Africana Studies Professor Wins Elliot P. Skinner Book Award

Yolanda Covington-Ward, an associate professor in the Dietrich School's Department of Africana Studies, has been selected to receive the highly competitive Elliott P. Skinner Book Award from the Association for Africanist Anthropology for her book Gesture and Power. 

Established in 2007, the award honors the memory of Elliott P. Skinner, Franz Boas Professor of Anthropology at Columbia University. Skinner was a prolific scholar, diplomat, and founding member of the AfAA. The award aims to recognize Africanist anthropology scholars whose books exhibit originality, make advances in ethnographic and theoretical scholarship, and have the potential to gain broader visibility. The Association for Africanist Anthropology (AfAA) exists to stimulate, strengthen, and advance anthropology by promoting the study of Africa, as well as Africanist scholarship and the professional interests of Africanist anthropologists in and outside of the African Continent. 

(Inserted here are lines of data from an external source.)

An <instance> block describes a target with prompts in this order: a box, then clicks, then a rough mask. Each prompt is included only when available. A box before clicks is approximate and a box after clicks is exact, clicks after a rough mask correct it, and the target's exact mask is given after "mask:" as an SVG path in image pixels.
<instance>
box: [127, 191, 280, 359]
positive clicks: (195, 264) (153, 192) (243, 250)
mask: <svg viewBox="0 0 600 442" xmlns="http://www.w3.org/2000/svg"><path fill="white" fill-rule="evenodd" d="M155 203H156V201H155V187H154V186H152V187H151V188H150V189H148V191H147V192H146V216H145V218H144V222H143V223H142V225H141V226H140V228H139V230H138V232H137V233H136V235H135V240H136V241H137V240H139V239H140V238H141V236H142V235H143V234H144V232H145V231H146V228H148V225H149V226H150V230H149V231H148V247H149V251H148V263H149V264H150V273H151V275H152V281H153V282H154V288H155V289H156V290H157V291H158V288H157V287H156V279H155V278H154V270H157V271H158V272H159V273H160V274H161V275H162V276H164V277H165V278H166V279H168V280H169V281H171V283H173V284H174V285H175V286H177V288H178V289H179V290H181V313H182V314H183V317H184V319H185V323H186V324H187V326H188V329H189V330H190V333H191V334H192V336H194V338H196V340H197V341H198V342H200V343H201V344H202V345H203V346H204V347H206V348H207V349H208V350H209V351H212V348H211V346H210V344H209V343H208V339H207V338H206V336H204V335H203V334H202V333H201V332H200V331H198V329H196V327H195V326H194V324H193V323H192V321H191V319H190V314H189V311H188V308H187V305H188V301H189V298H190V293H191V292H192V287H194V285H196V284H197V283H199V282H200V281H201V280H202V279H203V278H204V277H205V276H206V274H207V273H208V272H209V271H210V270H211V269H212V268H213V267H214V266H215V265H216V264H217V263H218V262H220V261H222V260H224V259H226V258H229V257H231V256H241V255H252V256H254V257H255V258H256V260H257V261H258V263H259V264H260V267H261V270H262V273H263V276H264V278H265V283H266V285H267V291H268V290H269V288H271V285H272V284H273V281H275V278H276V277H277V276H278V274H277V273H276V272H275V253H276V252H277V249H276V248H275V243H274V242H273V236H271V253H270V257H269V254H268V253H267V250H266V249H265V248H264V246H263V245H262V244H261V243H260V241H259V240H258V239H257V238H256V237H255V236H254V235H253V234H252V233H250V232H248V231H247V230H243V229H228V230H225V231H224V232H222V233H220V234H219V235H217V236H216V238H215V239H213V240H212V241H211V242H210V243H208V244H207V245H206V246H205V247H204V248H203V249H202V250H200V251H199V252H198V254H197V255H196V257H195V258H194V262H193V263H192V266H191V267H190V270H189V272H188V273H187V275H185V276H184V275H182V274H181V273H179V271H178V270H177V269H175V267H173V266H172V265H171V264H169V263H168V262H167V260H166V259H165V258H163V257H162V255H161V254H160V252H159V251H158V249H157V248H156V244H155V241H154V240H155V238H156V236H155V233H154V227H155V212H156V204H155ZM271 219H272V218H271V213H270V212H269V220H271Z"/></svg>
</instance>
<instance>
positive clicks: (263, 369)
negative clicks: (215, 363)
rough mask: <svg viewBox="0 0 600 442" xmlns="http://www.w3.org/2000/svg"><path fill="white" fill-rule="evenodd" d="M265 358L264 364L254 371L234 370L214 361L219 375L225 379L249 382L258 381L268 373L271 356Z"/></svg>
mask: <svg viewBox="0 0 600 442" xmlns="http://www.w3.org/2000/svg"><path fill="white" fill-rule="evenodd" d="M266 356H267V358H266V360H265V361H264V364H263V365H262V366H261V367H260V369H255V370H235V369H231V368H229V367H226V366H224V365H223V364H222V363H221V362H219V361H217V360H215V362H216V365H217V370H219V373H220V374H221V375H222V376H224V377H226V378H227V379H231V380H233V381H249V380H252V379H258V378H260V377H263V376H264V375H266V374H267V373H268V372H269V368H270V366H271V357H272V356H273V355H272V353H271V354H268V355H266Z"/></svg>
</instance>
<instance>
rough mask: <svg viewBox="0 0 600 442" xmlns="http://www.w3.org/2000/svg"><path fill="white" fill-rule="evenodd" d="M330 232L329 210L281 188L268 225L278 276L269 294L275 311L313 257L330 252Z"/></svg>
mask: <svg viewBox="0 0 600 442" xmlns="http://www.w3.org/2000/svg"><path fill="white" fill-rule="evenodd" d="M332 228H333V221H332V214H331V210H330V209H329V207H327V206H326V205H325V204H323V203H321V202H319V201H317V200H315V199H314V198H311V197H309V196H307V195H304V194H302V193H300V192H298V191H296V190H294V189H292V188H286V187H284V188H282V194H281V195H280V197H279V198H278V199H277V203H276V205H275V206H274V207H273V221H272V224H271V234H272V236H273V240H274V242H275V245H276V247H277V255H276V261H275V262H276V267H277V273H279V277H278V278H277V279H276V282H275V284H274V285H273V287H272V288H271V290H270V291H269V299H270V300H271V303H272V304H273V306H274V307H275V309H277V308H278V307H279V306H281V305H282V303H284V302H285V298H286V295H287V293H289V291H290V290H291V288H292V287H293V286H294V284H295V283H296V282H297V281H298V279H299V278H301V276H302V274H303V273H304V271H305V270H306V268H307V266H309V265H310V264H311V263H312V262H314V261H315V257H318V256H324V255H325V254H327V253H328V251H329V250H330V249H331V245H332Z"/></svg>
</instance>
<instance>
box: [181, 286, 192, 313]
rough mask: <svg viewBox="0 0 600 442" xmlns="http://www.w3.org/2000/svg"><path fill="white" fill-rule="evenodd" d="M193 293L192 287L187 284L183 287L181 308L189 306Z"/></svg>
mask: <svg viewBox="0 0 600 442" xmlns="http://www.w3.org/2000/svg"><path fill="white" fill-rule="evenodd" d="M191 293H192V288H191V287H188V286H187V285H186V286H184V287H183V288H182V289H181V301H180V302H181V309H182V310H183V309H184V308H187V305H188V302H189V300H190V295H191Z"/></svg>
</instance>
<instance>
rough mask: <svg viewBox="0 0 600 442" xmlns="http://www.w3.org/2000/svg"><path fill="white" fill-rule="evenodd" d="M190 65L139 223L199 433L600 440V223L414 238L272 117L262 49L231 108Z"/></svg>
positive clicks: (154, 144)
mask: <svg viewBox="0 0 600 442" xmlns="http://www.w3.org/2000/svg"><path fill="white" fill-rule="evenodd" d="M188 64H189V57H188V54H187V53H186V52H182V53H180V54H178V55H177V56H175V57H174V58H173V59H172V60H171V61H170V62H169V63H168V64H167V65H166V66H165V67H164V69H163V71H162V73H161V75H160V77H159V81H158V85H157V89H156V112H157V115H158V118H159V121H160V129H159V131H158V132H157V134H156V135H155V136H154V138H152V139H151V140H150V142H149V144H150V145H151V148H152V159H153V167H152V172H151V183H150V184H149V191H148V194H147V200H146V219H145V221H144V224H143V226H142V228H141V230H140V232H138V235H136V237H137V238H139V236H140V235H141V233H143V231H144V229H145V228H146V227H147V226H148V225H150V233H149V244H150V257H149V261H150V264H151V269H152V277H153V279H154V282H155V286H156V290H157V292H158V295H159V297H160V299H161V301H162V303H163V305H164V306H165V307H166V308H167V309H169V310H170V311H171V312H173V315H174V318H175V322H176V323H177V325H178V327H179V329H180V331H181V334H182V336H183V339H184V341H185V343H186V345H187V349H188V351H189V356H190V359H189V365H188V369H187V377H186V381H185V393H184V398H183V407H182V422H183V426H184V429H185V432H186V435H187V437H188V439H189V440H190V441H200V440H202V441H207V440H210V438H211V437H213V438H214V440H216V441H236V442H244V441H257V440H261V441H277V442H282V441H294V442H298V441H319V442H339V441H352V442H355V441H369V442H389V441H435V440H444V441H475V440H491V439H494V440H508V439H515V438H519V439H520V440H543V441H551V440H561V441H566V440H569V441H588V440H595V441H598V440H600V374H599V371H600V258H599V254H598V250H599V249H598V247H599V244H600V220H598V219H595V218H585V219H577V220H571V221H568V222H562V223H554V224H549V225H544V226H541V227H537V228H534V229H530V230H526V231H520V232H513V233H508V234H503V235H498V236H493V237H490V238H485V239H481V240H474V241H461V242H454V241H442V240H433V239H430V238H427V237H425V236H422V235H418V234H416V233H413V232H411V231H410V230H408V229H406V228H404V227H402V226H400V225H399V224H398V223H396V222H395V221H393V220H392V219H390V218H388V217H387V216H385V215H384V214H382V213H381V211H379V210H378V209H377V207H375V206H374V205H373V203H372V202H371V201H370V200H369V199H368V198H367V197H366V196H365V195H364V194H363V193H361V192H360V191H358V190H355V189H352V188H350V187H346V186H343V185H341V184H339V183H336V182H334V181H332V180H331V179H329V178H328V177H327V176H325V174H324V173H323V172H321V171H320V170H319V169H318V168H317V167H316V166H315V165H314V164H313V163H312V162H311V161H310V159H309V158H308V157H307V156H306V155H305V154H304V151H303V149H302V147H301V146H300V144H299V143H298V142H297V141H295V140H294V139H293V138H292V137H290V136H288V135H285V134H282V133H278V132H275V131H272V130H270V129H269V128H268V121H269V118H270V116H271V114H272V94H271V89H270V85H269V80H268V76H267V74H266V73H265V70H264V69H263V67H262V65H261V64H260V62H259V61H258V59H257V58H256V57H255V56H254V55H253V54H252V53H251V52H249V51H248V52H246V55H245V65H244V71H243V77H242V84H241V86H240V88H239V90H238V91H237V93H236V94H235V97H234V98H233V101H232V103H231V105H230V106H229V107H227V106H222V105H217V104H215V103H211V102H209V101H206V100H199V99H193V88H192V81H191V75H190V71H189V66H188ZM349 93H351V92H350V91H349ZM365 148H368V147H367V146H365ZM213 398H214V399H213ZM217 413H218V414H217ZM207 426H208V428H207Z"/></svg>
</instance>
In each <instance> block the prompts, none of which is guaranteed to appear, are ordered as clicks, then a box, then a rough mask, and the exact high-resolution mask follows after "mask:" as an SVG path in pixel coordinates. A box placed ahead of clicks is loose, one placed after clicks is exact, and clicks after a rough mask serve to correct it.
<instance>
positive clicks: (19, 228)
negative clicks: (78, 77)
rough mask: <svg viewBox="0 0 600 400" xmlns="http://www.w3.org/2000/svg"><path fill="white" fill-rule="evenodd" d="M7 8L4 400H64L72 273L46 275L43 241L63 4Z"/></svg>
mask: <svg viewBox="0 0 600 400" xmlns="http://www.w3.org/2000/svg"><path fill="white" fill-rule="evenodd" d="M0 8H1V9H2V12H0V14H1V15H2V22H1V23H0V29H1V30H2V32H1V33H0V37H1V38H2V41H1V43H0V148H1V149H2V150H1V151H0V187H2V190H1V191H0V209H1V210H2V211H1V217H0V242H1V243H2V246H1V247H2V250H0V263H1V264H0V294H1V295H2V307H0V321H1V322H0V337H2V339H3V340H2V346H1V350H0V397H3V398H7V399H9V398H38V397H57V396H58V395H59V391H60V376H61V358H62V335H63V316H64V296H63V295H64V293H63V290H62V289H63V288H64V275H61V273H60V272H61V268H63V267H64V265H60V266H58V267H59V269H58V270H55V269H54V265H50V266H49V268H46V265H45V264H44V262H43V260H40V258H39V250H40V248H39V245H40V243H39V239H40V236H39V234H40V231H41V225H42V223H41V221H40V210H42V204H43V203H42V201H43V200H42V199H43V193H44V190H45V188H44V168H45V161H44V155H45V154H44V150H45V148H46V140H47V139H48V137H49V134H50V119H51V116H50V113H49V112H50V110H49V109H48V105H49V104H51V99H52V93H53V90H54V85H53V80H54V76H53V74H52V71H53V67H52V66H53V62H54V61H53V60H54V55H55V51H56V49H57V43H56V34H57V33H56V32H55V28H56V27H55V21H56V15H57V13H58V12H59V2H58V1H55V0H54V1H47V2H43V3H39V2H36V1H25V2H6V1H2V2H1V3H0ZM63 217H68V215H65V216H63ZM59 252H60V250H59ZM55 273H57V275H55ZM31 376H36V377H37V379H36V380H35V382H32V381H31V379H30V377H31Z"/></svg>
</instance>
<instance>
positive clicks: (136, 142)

Covington-Ward has a secondary appointment in the Department of Anthropology. She is also an affiliated faculty member in the Global Studies Center, the African Studies Program, and the Gender, Sexuality, and Women’s Studies Programs. Her research places the body at the center of human experience, and focuses on the dynamic multidirectional relationship between physical bodies and group identity. She has been the recipient of a number of prestigious fellowships and honors, including the Ron Brown Scholarship, a Bill and Melinda Gates Millennium Scholarship, an Andrew W. Mellon Fellowship, Rackham Merit Fellowship, an Institute for the Humanities Fellowship, a Fulbright fellowship, a Ford Foundation Postdoctoral Fellowship, and most recently she has been selected as a Pitt Faculty Fellow at the Humanities Center at the University of Pittsburgh.